Kementerian Agama (Kemenag) meminta masyarakat untuk tetap patuh menjalankan protokol kesehatan (prokes) Covid-19 dalam menghadapi perayaan Natal dan Tahun Baru (Nataru). Direktur Jenderal Bimbingan Islam Kemenag Kamaruddin Amin mengimbau semua pihak juga terus menjaga kerukunan beragama.
"Prokes ini adalah sebagai ikhtiar bersama agar kita semua senantiasa sehat dan selamat di tengah pandemi yang belum selesai ini. Untuk itu, meski kita dibolehkan beraktivitas dalam berbagai bentuk dan macam kegiatan, namun mari terus saling menjaga antar sesama," katanya melalui keterangan tertulis di Jakarta, Rabu (15/12).
Dia mengatakan Nataru tahun ini masih akan dijalani dalam suasana keprihatinan karena pandemi Covid-19 yang belum berakhir. Untuk itu, pihaknya mengajak agar seluruh aktivitas kemasyarakatan nantinya dilaksanakan dengan mematuhi prokes sebagaimana yang ditetapkan oleh pemerintah.
Tidak hanya itu untuk mengantisipasi persebaran virus corona, Kemenag juga telah menerbitkan Surat Edaran Menteri Agama Nomor: SE 33 Tahun 2021 tentang Pencegahan dan Penanggulangan Corona Virus Disease 2019 dalam Pelaksanaan Ibadah dan Peringatan Hari Raya Natal Tahun 2021. Selain disiplin dalam prokes, jelang perayaan Natal, Kemenag juga meminta masyarakat maupun ormas keagamaan untuk mengedepankan sikap saling menghargai dan menghormati di tengah keberagamaan di Indonesia.

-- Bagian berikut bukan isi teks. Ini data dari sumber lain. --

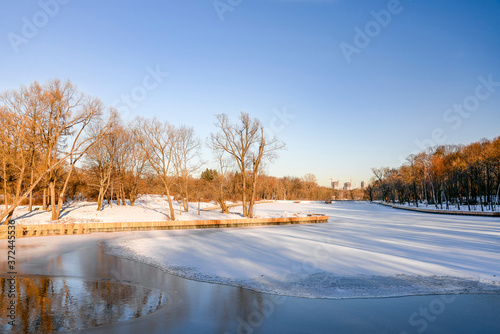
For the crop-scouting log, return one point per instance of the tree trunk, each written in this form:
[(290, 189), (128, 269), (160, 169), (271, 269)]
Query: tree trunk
[(60, 201), (252, 198), (172, 213), (52, 187), (5, 200), (244, 184), (44, 200)]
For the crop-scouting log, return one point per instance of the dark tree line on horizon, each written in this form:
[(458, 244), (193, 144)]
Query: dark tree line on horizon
[(464, 176)]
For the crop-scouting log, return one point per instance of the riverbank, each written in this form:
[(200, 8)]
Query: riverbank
[(439, 211)]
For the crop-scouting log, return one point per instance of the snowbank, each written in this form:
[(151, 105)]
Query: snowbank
[(146, 208)]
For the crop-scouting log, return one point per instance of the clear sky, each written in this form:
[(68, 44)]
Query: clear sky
[(347, 84)]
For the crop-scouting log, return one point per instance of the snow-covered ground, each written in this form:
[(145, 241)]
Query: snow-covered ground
[(366, 250), (451, 207), (146, 208)]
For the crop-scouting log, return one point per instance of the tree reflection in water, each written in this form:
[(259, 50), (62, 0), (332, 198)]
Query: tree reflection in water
[(51, 304)]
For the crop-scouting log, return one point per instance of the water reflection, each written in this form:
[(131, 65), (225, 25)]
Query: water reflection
[(52, 304)]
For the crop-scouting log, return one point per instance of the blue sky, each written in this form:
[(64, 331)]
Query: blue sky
[(272, 58)]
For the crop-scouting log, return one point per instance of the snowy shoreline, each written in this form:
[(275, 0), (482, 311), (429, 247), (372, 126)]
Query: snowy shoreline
[(396, 254)]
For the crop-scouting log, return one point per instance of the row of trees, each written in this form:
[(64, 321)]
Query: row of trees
[(57, 143), (442, 176)]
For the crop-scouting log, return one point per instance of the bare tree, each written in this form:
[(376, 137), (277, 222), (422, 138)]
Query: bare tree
[(50, 120), (246, 144), (157, 141), (186, 159)]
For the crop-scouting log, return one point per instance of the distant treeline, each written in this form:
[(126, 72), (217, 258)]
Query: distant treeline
[(467, 177)]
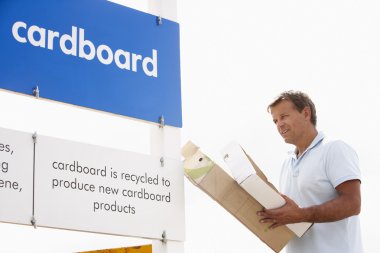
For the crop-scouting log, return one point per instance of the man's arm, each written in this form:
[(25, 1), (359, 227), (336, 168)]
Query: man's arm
[(345, 205)]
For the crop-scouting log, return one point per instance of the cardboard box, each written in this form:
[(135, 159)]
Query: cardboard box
[(241, 200)]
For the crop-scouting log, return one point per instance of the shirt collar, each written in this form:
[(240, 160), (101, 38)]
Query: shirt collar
[(320, 136)]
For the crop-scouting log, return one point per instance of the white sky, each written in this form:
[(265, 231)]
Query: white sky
[(235, 58)]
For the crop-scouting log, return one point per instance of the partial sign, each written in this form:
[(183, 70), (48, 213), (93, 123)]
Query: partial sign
[(91, 188), (16, 176), (92, 53)]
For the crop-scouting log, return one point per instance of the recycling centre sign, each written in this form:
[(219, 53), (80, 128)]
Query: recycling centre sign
[(92, 53)]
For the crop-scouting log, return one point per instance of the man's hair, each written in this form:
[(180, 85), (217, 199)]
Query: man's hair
[(300, 100)]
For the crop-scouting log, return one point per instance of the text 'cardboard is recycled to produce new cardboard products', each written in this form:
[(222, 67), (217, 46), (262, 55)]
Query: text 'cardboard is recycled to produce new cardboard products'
[(242, 195)]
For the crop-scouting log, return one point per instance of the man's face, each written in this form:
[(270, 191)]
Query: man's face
[(291, 124)]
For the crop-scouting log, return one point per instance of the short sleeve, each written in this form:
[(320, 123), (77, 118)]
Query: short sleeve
[(342, 163)]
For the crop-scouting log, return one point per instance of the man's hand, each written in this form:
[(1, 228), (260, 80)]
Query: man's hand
[(346, 204), (288, 213)]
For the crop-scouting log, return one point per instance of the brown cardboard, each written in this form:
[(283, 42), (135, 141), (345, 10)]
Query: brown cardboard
[(220, 186)]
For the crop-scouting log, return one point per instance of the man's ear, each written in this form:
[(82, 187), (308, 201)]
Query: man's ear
[(307, 113)]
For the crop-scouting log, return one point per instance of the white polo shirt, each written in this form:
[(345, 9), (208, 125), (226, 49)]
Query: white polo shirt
[(311, 180)]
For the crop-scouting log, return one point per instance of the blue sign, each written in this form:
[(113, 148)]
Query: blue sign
[(92, 53)]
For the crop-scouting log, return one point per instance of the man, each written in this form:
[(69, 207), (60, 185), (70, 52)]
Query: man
[(320, 180)]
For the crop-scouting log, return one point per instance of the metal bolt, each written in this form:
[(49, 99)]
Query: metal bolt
[(36, 92), (34, 222), (162, 121), (164, 240)]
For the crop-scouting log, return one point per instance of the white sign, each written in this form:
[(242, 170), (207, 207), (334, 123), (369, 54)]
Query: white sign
[(16, 176), (91, 188)]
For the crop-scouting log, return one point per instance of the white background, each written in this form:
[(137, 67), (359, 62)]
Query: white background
[(235, 58)]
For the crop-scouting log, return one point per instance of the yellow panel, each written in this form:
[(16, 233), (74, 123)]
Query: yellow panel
[(134, 249)]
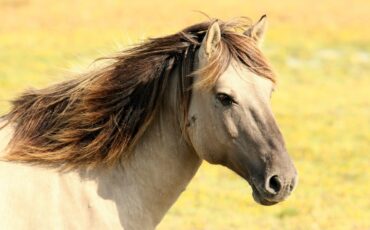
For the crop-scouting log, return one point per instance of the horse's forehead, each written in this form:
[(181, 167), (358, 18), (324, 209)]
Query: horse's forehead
[(239, 78)]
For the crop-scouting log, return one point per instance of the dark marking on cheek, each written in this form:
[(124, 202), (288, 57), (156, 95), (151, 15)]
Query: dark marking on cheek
[(191, 121)]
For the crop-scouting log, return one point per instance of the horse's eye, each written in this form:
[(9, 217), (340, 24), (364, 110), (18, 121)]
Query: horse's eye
[(225, 99)]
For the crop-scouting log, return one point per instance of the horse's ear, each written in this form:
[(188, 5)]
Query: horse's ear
[(257, 30), (211, 40)]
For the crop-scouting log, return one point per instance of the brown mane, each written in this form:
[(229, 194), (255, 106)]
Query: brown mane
[(96, 118)]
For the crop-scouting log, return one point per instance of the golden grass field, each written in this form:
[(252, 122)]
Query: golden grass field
[(320, 50)]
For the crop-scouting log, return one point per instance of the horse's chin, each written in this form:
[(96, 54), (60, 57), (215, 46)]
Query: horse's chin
[(261, 200)]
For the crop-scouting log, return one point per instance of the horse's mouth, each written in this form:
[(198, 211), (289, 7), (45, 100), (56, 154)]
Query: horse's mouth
[(260, 199)]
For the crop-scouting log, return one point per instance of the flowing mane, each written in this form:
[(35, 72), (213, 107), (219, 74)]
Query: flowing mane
[(96, 118)]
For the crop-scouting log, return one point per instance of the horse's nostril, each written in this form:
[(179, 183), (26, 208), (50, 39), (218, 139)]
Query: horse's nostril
[(273, 185), (292, 185)]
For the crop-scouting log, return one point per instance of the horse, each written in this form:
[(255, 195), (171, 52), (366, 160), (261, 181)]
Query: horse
[(113, 148)]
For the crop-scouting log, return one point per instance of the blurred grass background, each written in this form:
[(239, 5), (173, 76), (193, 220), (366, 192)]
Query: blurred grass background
[(321, 51)]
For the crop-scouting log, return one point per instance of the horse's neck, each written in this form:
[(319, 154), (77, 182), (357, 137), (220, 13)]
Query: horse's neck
[(160, 168)]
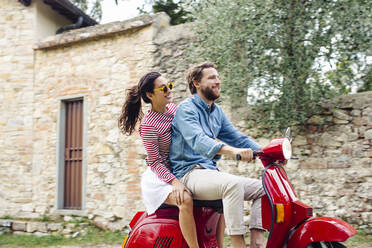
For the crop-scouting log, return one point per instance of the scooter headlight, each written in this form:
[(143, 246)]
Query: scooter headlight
[(287, 149)]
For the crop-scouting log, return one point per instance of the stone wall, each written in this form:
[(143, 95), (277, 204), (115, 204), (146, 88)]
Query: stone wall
[(100, 70), (16, 96)]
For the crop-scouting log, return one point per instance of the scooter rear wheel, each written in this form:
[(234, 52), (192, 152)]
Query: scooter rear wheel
[(326, 244)]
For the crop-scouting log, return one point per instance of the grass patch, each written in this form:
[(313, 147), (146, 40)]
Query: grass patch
[(94, 236)]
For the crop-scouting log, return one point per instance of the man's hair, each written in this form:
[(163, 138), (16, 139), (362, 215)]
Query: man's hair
[(195, 74)]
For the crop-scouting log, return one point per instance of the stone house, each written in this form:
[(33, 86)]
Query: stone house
[(61, 152)]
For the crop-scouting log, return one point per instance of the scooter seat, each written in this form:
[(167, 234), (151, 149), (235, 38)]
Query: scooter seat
[(215, 204)]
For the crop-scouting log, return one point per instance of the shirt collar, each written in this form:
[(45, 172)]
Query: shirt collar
[(201, 103)]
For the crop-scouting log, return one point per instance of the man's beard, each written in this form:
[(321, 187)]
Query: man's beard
[(209, 94)]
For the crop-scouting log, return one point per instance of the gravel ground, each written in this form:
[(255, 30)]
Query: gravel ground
[(119, 246)]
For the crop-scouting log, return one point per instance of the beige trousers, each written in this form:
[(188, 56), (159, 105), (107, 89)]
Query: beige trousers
[(206, 184)]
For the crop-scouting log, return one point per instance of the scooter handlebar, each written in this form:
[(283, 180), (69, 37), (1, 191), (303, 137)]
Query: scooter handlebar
[(255, 154)]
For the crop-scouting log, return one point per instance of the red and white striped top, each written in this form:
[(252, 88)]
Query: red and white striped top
[(155, 131)]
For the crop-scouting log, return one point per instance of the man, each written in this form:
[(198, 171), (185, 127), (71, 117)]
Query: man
[(194, 151)]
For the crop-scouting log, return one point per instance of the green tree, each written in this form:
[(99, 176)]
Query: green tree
[(286, 56), (91, 7), (178, 11)]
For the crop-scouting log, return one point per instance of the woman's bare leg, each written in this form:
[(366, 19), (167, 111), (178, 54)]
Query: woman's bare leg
[(257, 238), (186, 218), (220, 232)]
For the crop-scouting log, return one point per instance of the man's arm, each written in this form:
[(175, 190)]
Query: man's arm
[(186, 121)]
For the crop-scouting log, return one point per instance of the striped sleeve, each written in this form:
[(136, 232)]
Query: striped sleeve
[(150, 141)]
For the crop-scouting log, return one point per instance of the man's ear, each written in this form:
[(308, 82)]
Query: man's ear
[(196, 84), (149, 95)]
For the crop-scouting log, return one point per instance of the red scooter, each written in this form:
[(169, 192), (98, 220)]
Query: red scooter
[(288, 220)]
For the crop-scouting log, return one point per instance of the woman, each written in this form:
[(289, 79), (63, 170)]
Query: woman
[(158, 184)]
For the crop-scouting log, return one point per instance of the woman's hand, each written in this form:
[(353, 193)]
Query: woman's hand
[(178, 189)]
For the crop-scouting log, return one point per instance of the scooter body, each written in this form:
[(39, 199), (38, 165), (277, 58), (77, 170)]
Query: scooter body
[(161, 229), (288, 220)]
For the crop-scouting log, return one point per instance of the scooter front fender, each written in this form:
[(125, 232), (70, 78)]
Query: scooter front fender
[(320, 229)]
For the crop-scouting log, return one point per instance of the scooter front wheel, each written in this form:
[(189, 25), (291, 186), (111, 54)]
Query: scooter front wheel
[(326, 244)]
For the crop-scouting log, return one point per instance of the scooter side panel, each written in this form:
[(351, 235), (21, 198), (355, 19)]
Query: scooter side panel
[(320, 229), (159, 233)]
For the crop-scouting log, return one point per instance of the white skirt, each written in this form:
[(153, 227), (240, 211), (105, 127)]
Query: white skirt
[(154, 190)]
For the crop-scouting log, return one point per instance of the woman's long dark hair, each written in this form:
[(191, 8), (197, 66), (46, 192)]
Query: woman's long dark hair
[(131, 111)]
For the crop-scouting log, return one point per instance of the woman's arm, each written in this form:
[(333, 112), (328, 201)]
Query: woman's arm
[(150, 139)]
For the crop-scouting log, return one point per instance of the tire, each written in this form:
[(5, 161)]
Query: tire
[(326, 244)]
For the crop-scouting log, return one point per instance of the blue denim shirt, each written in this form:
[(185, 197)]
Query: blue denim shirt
[(195, 128)]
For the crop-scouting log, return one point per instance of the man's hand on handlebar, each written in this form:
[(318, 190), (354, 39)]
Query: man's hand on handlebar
[(246, 154)]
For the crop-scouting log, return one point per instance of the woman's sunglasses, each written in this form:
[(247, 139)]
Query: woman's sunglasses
[(165, 88)]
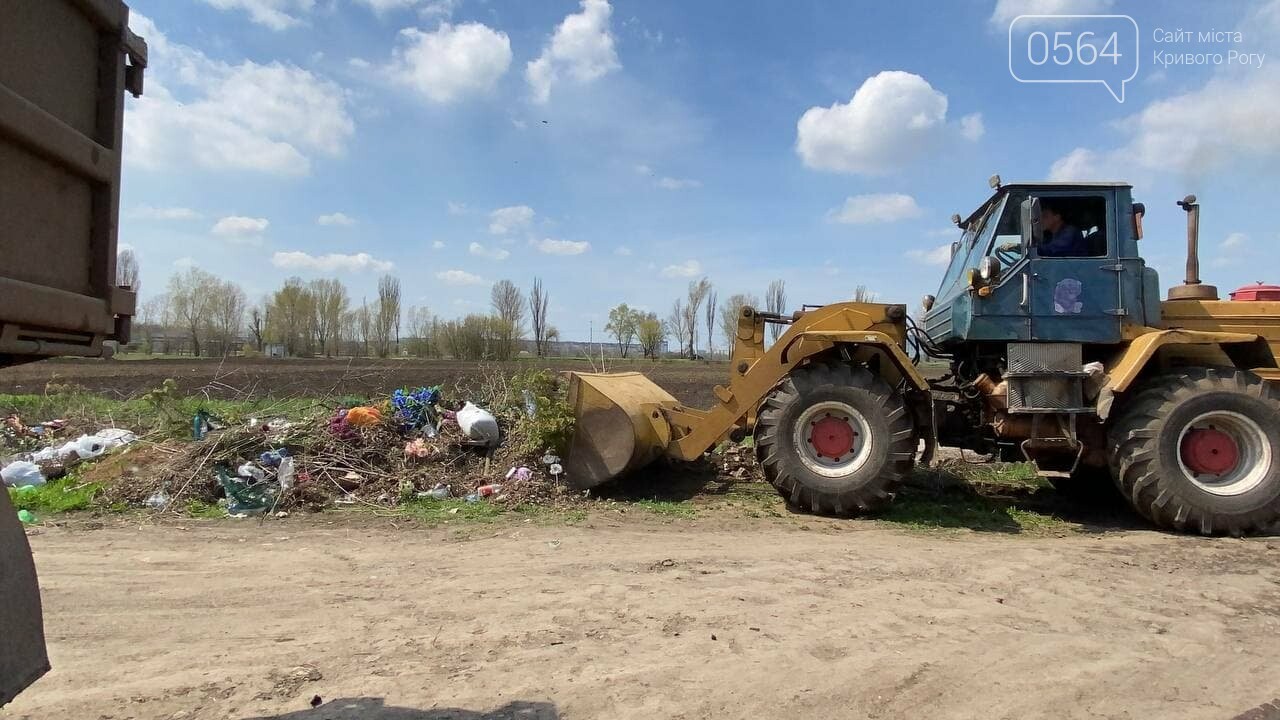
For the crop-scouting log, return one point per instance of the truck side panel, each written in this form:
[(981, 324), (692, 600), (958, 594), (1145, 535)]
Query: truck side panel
[(63, 76)]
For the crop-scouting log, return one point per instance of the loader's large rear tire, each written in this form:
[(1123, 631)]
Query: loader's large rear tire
[(835, 438), (1200, 451)]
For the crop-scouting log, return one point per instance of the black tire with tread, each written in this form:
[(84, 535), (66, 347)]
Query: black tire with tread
[(869, 487), (1144, 436)]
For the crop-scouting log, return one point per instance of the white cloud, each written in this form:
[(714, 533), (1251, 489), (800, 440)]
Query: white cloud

Kamarudin mengatakan salah satunya dengan menjunjung tinggi nilai-nilai perbedaan itu maka kerukunan. Serta kedamaian yang selama ini sudah tercipta dengan baik juga tetap akan terjaga.
"Mari kita menghormati umat Kristiani yang merayakan Natal, sebagaimana umat Kristiani menghormati yang tak merayakan Natal. Jika masyarakat saling menghormati, maka semua akan mendapatkan kehormatan, tanpa ada yang merasa terhinakan," ungkapnya.
Dia mengatakan saling menghargai perbedaan dan cinta kedamaian ini, juga merupakan refleksi dari substansi ajaran agama. Dia pun mengajak para tokoh agama untuk membimbing umat agar saling menjunjung tinggi nilai-nilai keagamaan dan kebangsaan.
"Karena itu menjadi perekat sosial menyambut Nataru ini," pungkasnya.